Fundó su solicitud en la nueva concepción del Derecho Internacional que condenaba la anexión territorial por la fuerza y al incumplimiento sistemático de la cláusula del Tratado referente a la celebración de un plebiscito sobre la nacionalidad de las provincias cautivas. Por estas dos razones Tacna y Arica debían ser devueltas al Perú.

Contrario sensu a nuestras expectativas, el Secretariado General de la Sociedad rechazó la solicitud del Perú aduciendo que el programa de debates de la asamblea plenaria ya había sido acordado. Esta formalidad disimulaba el verdadero motivo de su renuencia: evitar una controversia con Estados Unidos sobre la piedra de toque de su política exterior, la Doctrina Monroe.

Y es que los estados miembros permanentes del Consejo de Seguridad de la Liga -Reino Unido, Francia, Japón e Italia- habían estimado correctamente el alcance de los 14 puntos wilsonianos y su análisis coincidía sorprendentemente con el de un diario alemán a fines de la guerra: “El discurso de Wilson se limita a presentar las grandes líneas de la futura organización de la paz y renuncia a querer decidir los pleitos territoriales.
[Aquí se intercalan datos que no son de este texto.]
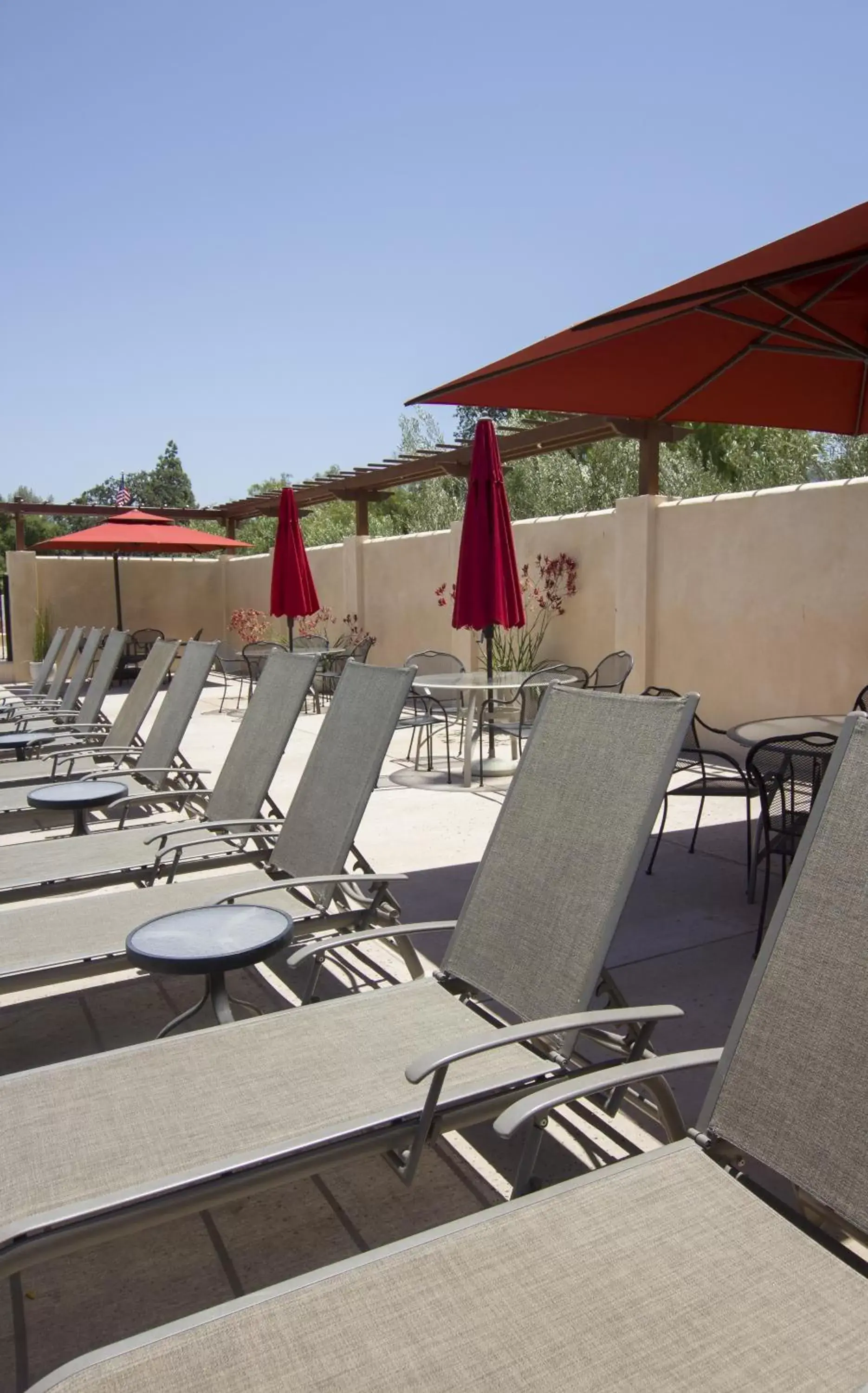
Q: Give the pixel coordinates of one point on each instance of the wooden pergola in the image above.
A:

Entre el reino de las ideas y el nuevo orden de cosas con el que sueña el presidente Wilson queda todavía el viejo mundo”.

En la América hispana, por lo contrario, el idealismo wilsoniano había echado raíces y se creía que, eventualmente, Estados Unidos se uniría a la Liga y que su presencia aseguraría el triunfo de la equidad y la justicia en las relaciones internacionales. El rechazo liminar de la solicitud peruana fue uno de los motivos para que Argentina se retirase de la Asamblea en señal de protesta contra lo que llamó “la oposición sistemática, exclusivista y dominadora de las potencias que, bajo la capa de la fraternidad universal, mangonean los debates de la Asamblea según sus intereses”.
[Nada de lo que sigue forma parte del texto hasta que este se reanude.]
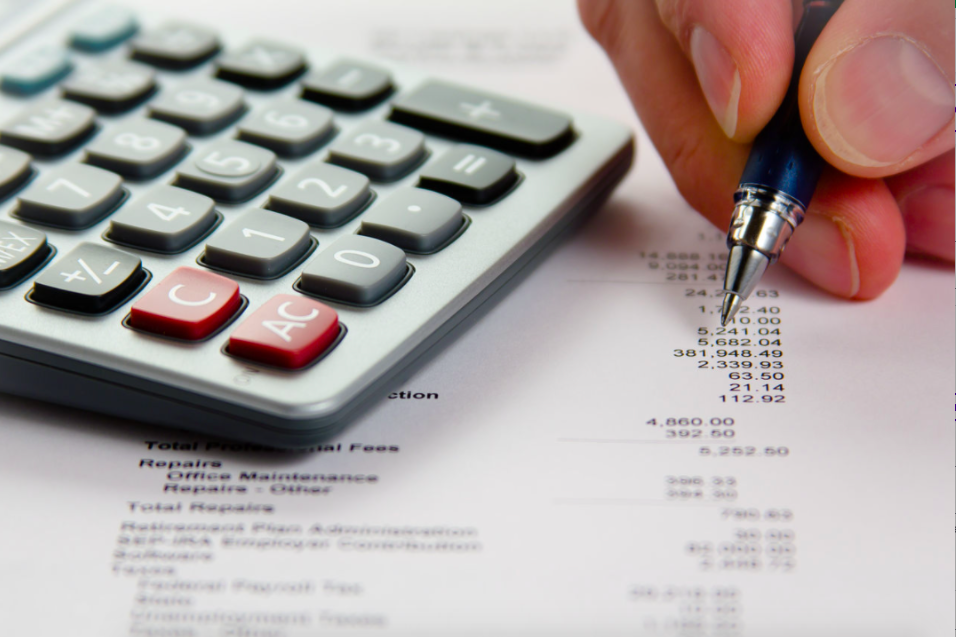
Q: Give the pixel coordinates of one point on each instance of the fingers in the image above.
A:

Mariano H. Cornejo. (Colección del Museo del Congreso)
Mariano H. Cornejo. (Colección del Museo del Congreso)

En este contexto, el doctor Cornejo dio una entrevista a un diario parisino en la que criticaba severamente la actitud del presidente electo de Estados Unidos, el republicano Warren Harding (1865-1923), quien declaró difunta a la Sociedad de las Naciones añadiendo que su gobierno, “inspirándose en los ideales americanos, forjaría un nuevo lazo de unión entre los pueblos que no les exigiera abandonar sus libertades”.

El “New York Tribune”, vocero periodístico del Partido Republicano, hizo eco de estas declaraciones que causaron malestar en los círculos políticos tanto de Estados Unidos como en nuestro país. El 2 de diciembre, el gobierno peruano retiraba formalmente su solicitud del debate de la Asamblea de la Sociedad de Naciones, reservándose el derecho de volver a presentar esta petición, cuando Estados Unidos se uniese a ella.
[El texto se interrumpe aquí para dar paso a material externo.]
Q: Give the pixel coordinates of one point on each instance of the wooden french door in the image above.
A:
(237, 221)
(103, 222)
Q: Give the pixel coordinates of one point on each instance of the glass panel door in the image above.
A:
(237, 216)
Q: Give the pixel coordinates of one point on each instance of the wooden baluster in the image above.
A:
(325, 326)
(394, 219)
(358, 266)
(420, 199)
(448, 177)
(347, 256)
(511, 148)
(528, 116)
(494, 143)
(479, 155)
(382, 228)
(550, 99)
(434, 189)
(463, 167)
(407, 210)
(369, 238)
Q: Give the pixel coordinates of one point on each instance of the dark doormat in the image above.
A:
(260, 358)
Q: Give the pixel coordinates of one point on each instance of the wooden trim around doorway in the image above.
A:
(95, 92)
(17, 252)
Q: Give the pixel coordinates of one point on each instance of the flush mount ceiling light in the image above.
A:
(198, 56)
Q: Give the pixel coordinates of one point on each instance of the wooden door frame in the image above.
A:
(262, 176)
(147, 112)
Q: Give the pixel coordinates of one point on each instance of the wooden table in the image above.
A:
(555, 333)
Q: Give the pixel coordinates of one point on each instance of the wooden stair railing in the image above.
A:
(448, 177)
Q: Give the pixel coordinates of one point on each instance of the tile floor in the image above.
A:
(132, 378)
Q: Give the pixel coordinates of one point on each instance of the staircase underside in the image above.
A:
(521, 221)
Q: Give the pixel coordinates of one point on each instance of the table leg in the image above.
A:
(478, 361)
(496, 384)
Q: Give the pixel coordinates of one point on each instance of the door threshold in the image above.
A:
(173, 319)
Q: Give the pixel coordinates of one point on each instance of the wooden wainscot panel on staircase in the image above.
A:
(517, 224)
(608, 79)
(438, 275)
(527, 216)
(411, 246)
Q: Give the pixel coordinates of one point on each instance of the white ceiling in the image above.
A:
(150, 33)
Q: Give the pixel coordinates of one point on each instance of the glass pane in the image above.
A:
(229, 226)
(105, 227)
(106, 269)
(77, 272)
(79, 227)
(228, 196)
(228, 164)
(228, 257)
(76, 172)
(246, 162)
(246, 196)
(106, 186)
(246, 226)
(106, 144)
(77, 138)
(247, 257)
Entretanto, el doctor Cornejo fue destituido del cargo de jefe de la delegación por la Cancillería, siendo reemplazado por Francisco García Calderón Rey (1886-1953). Llamado a consulta por la Cancillería, llegó al Callao el 9 enero de 1921, declarando al tocar suelo peruano que volvía para exponer las verdaderas razones de su destitución y negando haber tachado los planes de política exterior del presidente Harding de infantiles y peligrosos. Estados Unidos nunca formó parte de la Sociedad de las Naciones y el Perú no volvió a elevar la cuestión de Tacna y Arica a dicho foro internacional.

Mariano H. Cornejo se reincorporó a su cargo de Ministro Plenipotenciario en París a fines de marzo de 1921. ¿Había cometido una falta sancionable con sus declaraciones en contra de Harding, presidente de un país con el cual Leguía buscó siempre óptimas relaciones? Nunca se difundieron mayores detalles sobre el incidente que pronto fue olvidado.

Lo cierto es que Cornejo no solo presidió la Asamblea Constituyente, como ya se dijo, sino que fue su artífice y quien dio sustento doctrinario a la “Patria Nueva”, como se autocalificó el Oncenio. Es posible que su exilio más que dorado en París fuera un castigo, una suerte de oxímoron ya que fue un castigo grato. Solo en otras dos ocasiones regresó brevemente al Perú. Nunca más abandonó París y allí murió el 25 de marzo de 1942, recibiendo en su inhumación en Père-Lachaise los honores debidos a un intelectual que fue nominado al Premio Nobel de la Paz sucesivamente desde 1931 hasta 1939.